Иванков не слезал со спины Риттенхоффера и не верил ни его визгу, ни его шёпоту, ни его сокрушённому блеянию. Специально, бандит, мозги пудрит, чтобы Иванков потерял бдительность! Тогда он сможет вскочить на ноги и... Генрих Дитрихович не удивится, если этот "фашист" выхватит пистолет из-за пазухи!
- Хорошо, - сказал Иванков, не двигаясь с места. - Допустим, я вам поверил. Но откуда вы знаете про ходы в колодце, когда вы здесь всего лишь второй раз?? Не наугад же вы их нашли??
Иванков уже решил, что припёр Риттенхоффера к стенке, но тот всё равно нашёл, как выкрутиться и промямлил следующее:
- Бабушка Эльза дала мне карту! - он сипел, потому что начинал задыхаться под Иванковым. - Она лежит у меня в кармане куртки... Я не могу дотянуться до неё, потому что вы на мне сидите! Да слезьте вы, наконец! - взбунтовался "граф" и снова задёргался, словно дикий рысак, на которого навалили сразу и седло, и седока. - Вы точно меня задавите! У вас с головой что-то не так... Да и весите вы, как Берлинская стена!
Иванков не слезал. Он разыскал у себя в кармане мобильный телефон и гадал над тем, сможет ли он отсюда вызвать полицию? На телефоне Генриха Дитриховича работал роуминг... вот только на замок Траурихлиген не распространялось покрытие телефонной сети. "Только 112" - возвещал с экрана мобильный телефон. Всё, Генрих Дитрихович никуда не дозвонится. Придётся ему справляться с "фашистом" в одиночку...

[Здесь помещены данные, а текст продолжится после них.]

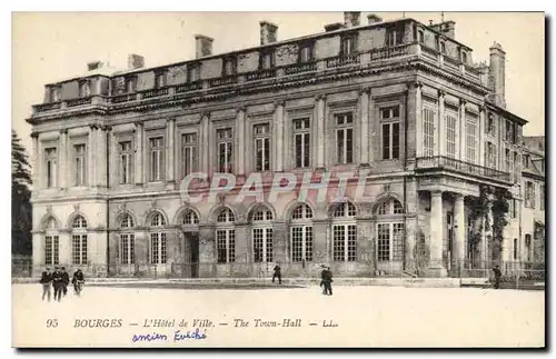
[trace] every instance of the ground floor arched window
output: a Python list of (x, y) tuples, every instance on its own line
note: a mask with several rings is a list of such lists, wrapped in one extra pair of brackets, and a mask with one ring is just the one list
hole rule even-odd
[(312, 261), (312, 210), (301, 203), (291, 211), (290, 251), (291, 261)]

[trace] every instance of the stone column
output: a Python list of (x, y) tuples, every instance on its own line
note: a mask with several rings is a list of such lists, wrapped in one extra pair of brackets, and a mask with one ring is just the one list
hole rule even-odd
[(467, 132), (465, 130), (466, 119), (465, 119), (465, 104), (467, 101), (459, 100), (459, 160), (467, 162), (466, 156), (466, 142), (467, 142)]
[(236, 222), (236, 261), (230, 266), (234, 267), (232, 277), (249, 277), (252, 271), (252, 250), (250, 226), (247, 222)]
[[(141, 122), (136, 122), (136, 160), (135, 160), (135, 176), (136, 185), (142, 186), (145, 183), (143, 176), (143, 126)], [(115, 153), (116, 154), (116, 153)]]
[(216, 236), (214, 226), (199, 226), (199, 277), (216, 276)]
[(479, 109), (479, 136), (477, 137), (479, 141), (479, 160), (477, 163), (479, 166), (485, 166), (485, 108)]
[[(246, 109), (245, 107), (239, 107), (237, 110), (237, 117), (236, 117), (236, 153), (235, 157), (237, 159), (237, 174), (245, 174), (245, 146), (246, 146), (246, 138), (245, 138), (245, 112)], [(272, 141), (274, 142), (274, 141)]]
[(423, 157), (423, 83), (415, 83), (415, 153)]
[[(289, 262), (288, 225), (275, 221), (272, 225), (274, 261), (280, 265)], [(281, 266), (284, 267), (284, 266)]]
[[(31, 181), (34, 190), (39, 189), (41, 186), (39, 183), (39, 169), (40, 169), (40, 158), (39, 158), (39, 133), (31, 132), (32, 140), (32, 152), (31, 152)], [(33, 235), (34, 239), (34, 235)], [(39, 262), (37, 262), (39, 263)]]
[(430, 192), (430, 273), (435, 277), (446, 277), (443, 263), (443, 192)]
[[(60, 130), (60, 169), (59, 169), (59, 178), (60, 182), (58, 183), (59, 188), (68, 188), (71, 187), (73, 183), (71, 182), (71, 173), (73, 172), (71, 170), (71, 156), (68, 156), (69, 148), (68, 148), (68, 129), (62, 129)], [(91, 156), (91, 151), (89, 148), (89, 157)], [(68, 170), (69, 169), (69, 170)], [(90, 171), (90, 166), (89, 169)]]
[[(369, 164), (375, 161), (375, 139), (376, 139), (376, 133), (377, 133), (377, 128), (378, 128), (378, 119), (376, 120), (376, 113), (375, 113), (375, 99), (373, 96), (369, 94), (369, 123), (368, 123), (368, 132), (367, 132), (367, 150), (368, 150), (368, 159), (369, 159)], [(380, 153), (380, 150), (378, 151)]]
[(359, 91), (359, 156), (361, 163), (369, 163), (369, 93), (370, 88)]
[(326, 96), (320, 94), (317, 97), (317, 168), (325, 168), (325, 156), (326, 156), (326, 119), (325, 119), (325, 107), (326, 107)]
[(456, 195), (456, 201), (454, 203), (454, 223), (456, 226), (455, 230), (455, 243), (454, 243), (454, 258), (456, 260), (455, 267), (461, 268), (465, 260), (466, 252), (466, 223), (465, 223), (465, 205), (464, 195)]
[(330, 259), (327, 238), (328, 227), (327, 220), (312, 220), (312, 260), (315, 263), (328, 263)]
[(167, 124), (167, 133), (168, 133), (168, 141), (167, 141), (167, 158), (168, 160), (166, 161), (166, 181), (168, 183), (175, 183), (176, 182), (176, 161), (173, 154), (176, 153), (176, 119), (171, 118), (168, 119)]
[[(109, 126), (103, 126), (100, 128), (98, 133), (98, 151), (97, 151), (97, 183), (95, 186), (106, 187), (107, 186), (107, 150), (108, 150), (108, 141), (107, 137), (110, 136), (111, 128)], [(110, 167), (112, 171), (116, 168)], [(116, 172), (116, 171), (115, 171)]]
[(284, 100), (275, 102), (275, 123), (272, 127), (274, 169), (284, 171)]
[(438, 141), (435, 143), (435, 156), (446, 154), (446, 120), (444, 111), (444, 96), (446, 92), (438, 91)]

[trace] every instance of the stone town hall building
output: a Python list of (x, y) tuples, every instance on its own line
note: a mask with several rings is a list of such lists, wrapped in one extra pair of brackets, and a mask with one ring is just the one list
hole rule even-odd
[[(83, 77), (47, 84), (28, 120), (37, 270), (259, 277), (277, 262), (285, 276), (315, 276), (321, 263), (336, 276), (485, 268), (492, 233), (473, 220), (469, 201), (489, 185), (522, 207), (526, 121), (505, 108), (504, 50), (495, 43), (489, 63), (476, 63), (453, 21), (370, 14), (360, 24), (360, 13), (344, 16), (284, 41), (261, 21), (260, 46), (222, 54), (196, 36), (192, 60), (143, 68), (133, 54), (126, 71), (91, 62)], [(237, 187), (260, 173), (265, 196), (238, 202), (232, 190), (183, 201), (181, 179), (191, 172), (208, 173), (191, 189), (205, 195), (215, 172), (236, 174)], [(311, 176), (328, 174), (334, 189), (339, 172), (355, 178), (345, 196), (317, 200)], [(270, 201), (274, 173), (300, 185)], [(301, 181), (314, 188), (304, 200)], [(503, 260), (524, 246), (509, 240), (518, 218), (508, 216)]]

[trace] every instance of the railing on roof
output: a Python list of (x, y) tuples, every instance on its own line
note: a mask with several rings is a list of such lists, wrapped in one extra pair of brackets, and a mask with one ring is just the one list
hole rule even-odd
[(64, 109), (69, 107), (78, 107), (83, 104), (95, 106), (106, 102), (123, 103), (135, 100), (158, 98), (172, 94), (183, 96), (188, 92), (200, 91), (203, 89), (208, 90), (211, 88), (231, 86), (240, 82), (244, 83), (244, 82), (252, 82), (259, 80), (279, 79), (292, 74), (306, 74), (307, 77), (310, 77), (315, 76), (314, 73), (316, 72), (325, 70), (350, 71), (359, 67), (369, 67), (375, 61), (384, 61), (388, 59), (395, 59), (407, 56), (417, 56), (417, 53), (420, 53), (429, 61), (436, 61), (439, 67), (440, 63), (444, 63), (444, 67), (448, 69), (453, 74), (459, 72), (463, 78), (469, 81), (479, 82), (479, 72), (471, 64), (464, 66), (457, 59), (453, 59), (445, 54), (441, 54), (439, 51), (435, 49), (428, 48), (420, 43), (411, 42), (393, 47), (383, 47), (354, 54), (335, 56), (320, 60), (314, 60), (310, 62), (294, 63), (264, 70), (259, 69), (251, 72), (237, 73), (232, 76), (222, 76), (219, 78), (207, 79), (207, 80), (196, 80), (180, 84), (166, 86), (163, 88), (158, 88), (158, 89), (141, 90), (132, 93), (113, 94), (111, 97), (103, 98), (103, 100), (100, 102), (97, 100), (97, 98), (100, 98), (101, 96), (93, 96), (92, 100), (91, 98), (83, 98), (83, 99), (37, 104), (33, 107), (33, 110), (37, 113), (37, 112), (47, 112), (47, 111)]

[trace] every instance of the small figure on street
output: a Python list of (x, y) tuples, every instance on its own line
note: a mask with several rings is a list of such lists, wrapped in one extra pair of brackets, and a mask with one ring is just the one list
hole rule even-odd
[(63, 282), (63, 297), (68, 293), (69, 286), (69, 273), (66, 271), (66, 267), (62, 267), (62, 282)]
[(320, 272), (320, 287), (325, 287), (322, 290), (322, 295), (331, 296), (332, 295), (332, 271), (330, 267), (322, 266), (322, 271)]
[(494, 272), (494, 289), (500, 288), (502, 271), (498, 266), (493, 269)]
[(71, 279), (71, 282), (73, 283), (73, 291), (79, 297), (85, 283), (85, 277), (81, 269), (78, 268), (78, 270), (73, 273), (73, 279)]
[(50, 268), (47, 267), (40, 277), (40, 283), (42, 285), (42, 301), (44, 301), (44, 297), (48, 295), (48, 301), (50, 301), (51, 296), (51, 286), (52, 286), (52, 273), (50, 272)]
[(52, 287), (54, 287), (54, 301), (60, 301), (63, 291), (63, 278), (60, 267), (56, 267), (52, 273)]
[(278, 278), (278, 285), (281, 285), (281, 268), (278, 265), (276, 265), (274, 269), (272, 283), (275, 282), (276, 278)]

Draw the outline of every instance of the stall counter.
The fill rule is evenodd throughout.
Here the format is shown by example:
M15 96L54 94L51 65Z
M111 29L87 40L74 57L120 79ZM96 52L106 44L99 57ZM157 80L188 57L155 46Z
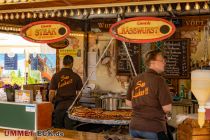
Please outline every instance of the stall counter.
M0 102L0 128L42 130L51 128L53 107L50 102Z

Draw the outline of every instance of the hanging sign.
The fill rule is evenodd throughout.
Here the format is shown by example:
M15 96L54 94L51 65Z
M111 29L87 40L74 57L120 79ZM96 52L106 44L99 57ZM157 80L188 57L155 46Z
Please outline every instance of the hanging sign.
M31 42L53 43L66 38L70 28L58 21L38 21L24 26L21 29L21 36Z
M66 48L67 46L69 46L69 40L64 39L64 40L61 40L58 42L48 43L47 45L54 49L63 49L63 48Z
M4 54L4 69L17 70L17 54Z
M169 38L175 32L175 26L161 18L138 17L113 24L109 32L114 38L124 42L149 43Z

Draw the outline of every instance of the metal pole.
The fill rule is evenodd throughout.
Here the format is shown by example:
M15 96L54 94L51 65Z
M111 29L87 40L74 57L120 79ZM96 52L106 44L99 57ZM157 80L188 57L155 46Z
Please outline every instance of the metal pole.
M129 61L130 61L131 67L132 67L132 69L133 69L133 71L134 71L134 74L135 74L135 76L137 76L136 69L135 69L135 67L134 67L134 65L133 65L133 61L132 61L132 59L131 59L131 56L130 56L130 54L129 54L129 52L128 52L128 48L127 48L125 42L122 42L122 43L123 43L123 46L124 46L124 48L125 48L125 51L126 51L126 53L127 53L127 55L128 55L128 59L129 59Z
M98 62L96 63L96 67L98 66L98 64L100 63L101 59L103 58L104 54L106 53L106 51L108 50L109 46L111 45L112 41L113 41L113 37L111 38L111 40L109 41L108 45L106 46L104 52L102 53L102 55L100 56ZM73 108L74 104L76 103L77 99L79 98L80 94L82 93L82 90L84 89L84 87L86 86L86 84L88 83L90 77L92 76L94 71L91 72L91 74L88 76L87 80L85 81L85 83L82 86L82 89L79 91L79 93L77 94L77 97L74 99L73 103L71 104L71 106L68 108L67 113L69 113L69 111L71 111L71 109Z

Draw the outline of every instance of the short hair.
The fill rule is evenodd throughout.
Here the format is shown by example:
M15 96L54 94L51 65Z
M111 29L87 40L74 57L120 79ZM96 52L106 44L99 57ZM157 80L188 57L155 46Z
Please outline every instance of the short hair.
M156 57L157 57L157 55L159 55L159 54L164 57L163 52L161 50L155 49L155 50L148 51L145 54L145 57L144 57L144 63L145 63L145 65L148 67L150 65L150 62L152 60L155 60Z
M74 58L70 55L66 55L63 58L63 65L70 65L74 62Z

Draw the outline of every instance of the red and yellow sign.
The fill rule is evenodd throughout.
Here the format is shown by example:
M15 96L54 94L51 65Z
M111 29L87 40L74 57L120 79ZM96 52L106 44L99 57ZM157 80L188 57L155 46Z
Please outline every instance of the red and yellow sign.
M21 36L31 42L53 43L66 38L70 28L58 21L38 21L24 26Z
M138 17L113 24L109 32L114 38L124 42L149 43L169 38L175 32L175 26L161 18Z

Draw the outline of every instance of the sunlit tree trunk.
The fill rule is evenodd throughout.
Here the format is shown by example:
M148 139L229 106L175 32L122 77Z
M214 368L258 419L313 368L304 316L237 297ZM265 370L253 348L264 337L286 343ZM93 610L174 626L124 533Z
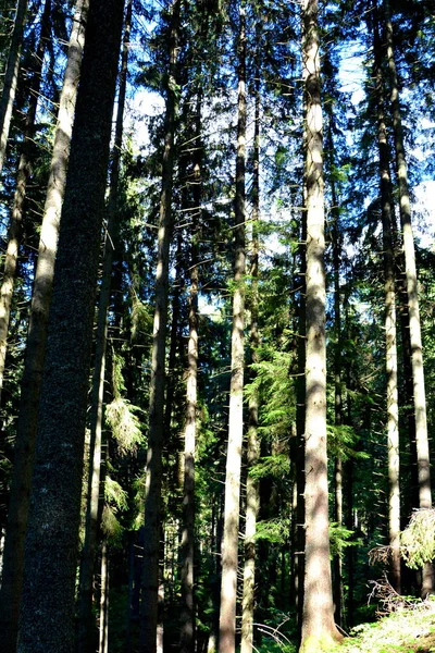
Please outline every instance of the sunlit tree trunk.
M121 168L125 93L127 85L128 46L132 25L132 0L127 1L123 52L120 71L115 138L113 144L110 190L107 209L107 235L100 298L98 304L97 338L90 410L89 476L85 523L85 543L82 552L78 605L78 651L90 649L94 633L92 582L99 529L100 468L102 444L102 416L105 378L105 349L108 340L108 310L110 304L114 247L116 242L117 189Z
M18 174L16 178L16 188L12 208L11 226L9 230L8 250L4 261L4 274L0 289L0 395L3 389L7 338L16 266L18 262L18 249L23 229L26 187L32 175L35 119L39 99L39 89L41 85L44 53L50 35L50 14L51 1L47 0L44 5L44 13L41 17L39 42L29 71L32 76L28 87L28 109L24 123L24 139L20 155Z
M374 77L377 102L377 147L380 150L380 176L382 201L382 230L385 275L385 356L387 399L387 448L388 448L388 532L390 559L390 583L400 593L400 484L399 484L399 394L397 387L397 329L396 329L396 282L393 250L393 202L389 176L389 149L384 114L384 89L381 71L382 52L377 17L374 23Z
M109 547L104 538L101 545L99 653L109 651Z
M232 328L232 372L229 385L228 446L225 470L224 534L222 542L221 609L219 653L236 648L236 592L239 530L240 467L244 431L244 322L245 322L245 140L246 140L246 9L239 9L238 119L236 157L235 262Z
M387 61L391 85L393 131L396 149L396 167L399 182L400 221L403 233L405 271L407 278L409 333L411 338L411 364L415 414L417 465L419 475L419 507L432 506L431 467L427 438L426 394L424 389L423 349L420 325L419 288L415 267L415 248L411 224L411 202L403 145L403 130L399 99L399 82L393 45L393 24L389 2L384 0ZM434 570L431 563L423 568L422 596L434 591Z
M186 426L184 448L184 498L182 539L182 633L181 653L195 651L195 449L198 401L198 250L201 222L201 104L198 93L195 125L195 156L190 245L189 340L187 345Z
M179 0L172 4L170 74L166 91L165 137L162 162L162 193L158 236L156 310L151 354L149 433L147 454L144 578L140 619L140 651L156 653L159 589L159 533L161 519L162 448L164 426L164 382L167 324L169 255L173 231L171 199L173 187L174 134L177 110L176 61L179 29Z
M0 592L0 631L3 633L4 640L2 643L5 651L11 650L10 644L7 642L16 641L41 370L47 342L48 310L51 299L58 224L64 193L75 98L82 63L85 33L83 20L86 15L87 4L87 0L80 0L77 3L70 38L69 59L60 98L58 125L54 134L47 199L41 224L38 264L34 280Z
M4 73L3 90L0 99L0 173L3 170L7 155L12 108L15 99L16 84L18 81L20 57L23 44L26 12L27 0L17 0L14 28L12 32L11 46L9 49L8 63Z
M123 7L89 4L38 418L20 653L74 648L88 377Z
M306 576L300 652L320 653L340 634L334 624L326 455L326 338L324 181L316 0L302 2L306 94L307 364L306 364Z
M251 243L251 300L250 300L250 346L252 350L252 362L258 362L259 335L259 219L260 219L260 48L259 28L257 29L256 51L256 109L254 109L254 135L253 135L253 181L252 181L252 243ZM254 374L256 372L253 372ZM257 516L260 505L259 481L250 476L249 471L256 465L260 455L258 436L258 391L252 392L249 397L249 428L247 435L247 472L246 480L246 522L245 522L245 565L244 565L244 589L241 602L241 653L252 653L253 645L253 607L256 595L256 532Z

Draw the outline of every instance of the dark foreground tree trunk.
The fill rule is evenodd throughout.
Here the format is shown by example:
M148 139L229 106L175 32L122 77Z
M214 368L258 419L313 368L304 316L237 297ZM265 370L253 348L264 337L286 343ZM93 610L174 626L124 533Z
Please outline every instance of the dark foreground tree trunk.
M69 59L54 133L53 153L39 241L38 264L34 280L20 414L14 447L14 466L9 497L8 528L3 552L0 595L0 650L9 651L16 641L20 596L23 582L24 542L30 500L32 469L41 386L41 370L47 344L48 311L58 245L59 218L65 188L71 131L84 45L83 20L88 0L79 0L70 38Z
M20 615L20 653L71 653L98 252L123 0L91 0L62 210Z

- Ну, чего вы?? - возмущался Риттенхоффер и колотил кулаками в пол. - Выпустите меня, наконец!! Я скоро умру, вы переломаете мне все рёбра!!
- Бра! Бра! Бра! - под невидимыми во мгле сводами зала носилось дьявольское визгливое эхо, казалось, что от него дрожали высокие стены и где-то сыпался мокрый песок.
Иванков ещё не придумал, как ему выпутаться из неприятной ситуации, в которую он угодил. Нужно и Риттенхоффера обезвредить, и назад как-то вернуться... А как он вернётся, когда единственный человек, умеющий двигать штурвал вертолёта, покоится сейчас, бездыханный, на дне ужасного колодца?! Генрих Дитрихович, кстати, вспомнил, для чего нужны были подобные колодцы: адепты деструктивных культов средневековья сжигали в них людей, принося в жертву ненасытным божествам... Кстати, тамплиеры тоже не гнушались приносить человеческие жертвы...
- Вы угробили пилота, чёрт бы вас подрал! - разозлился Иванков и в сердцах пришпорил Риттенхоффера каблуками ботинок.
- Ай!! - взвизгнул тот и снова заворочался. - Больно! Что вы творите?? Я никого не гробил, не клевещите!! Пилот живёхонек, я же вам говорил! Он уже спустился и стоит на дне колодца, ждёт, пока мы с вами слезем! А мы с вами тут, извините, дерёмся!
Иванков старался удерживать Риттенхоффера на полу. Он прекрасно понимал, что всё, несчастного Алекса Бурундукова можно теперь только помянуть. "Тамплиер" Риттенхоффер принёс его в жертву, определив на дно колодца... Скорее всего, обманом...
- Эй, где вы там?? - внезапно, словно взрыв водородной бомбы, из недр колодца вылетел голос "погибшего" пилота Алекса и заметался эхом где-то под потолком. - Не забывайте, что у меня - почасовой тариф!!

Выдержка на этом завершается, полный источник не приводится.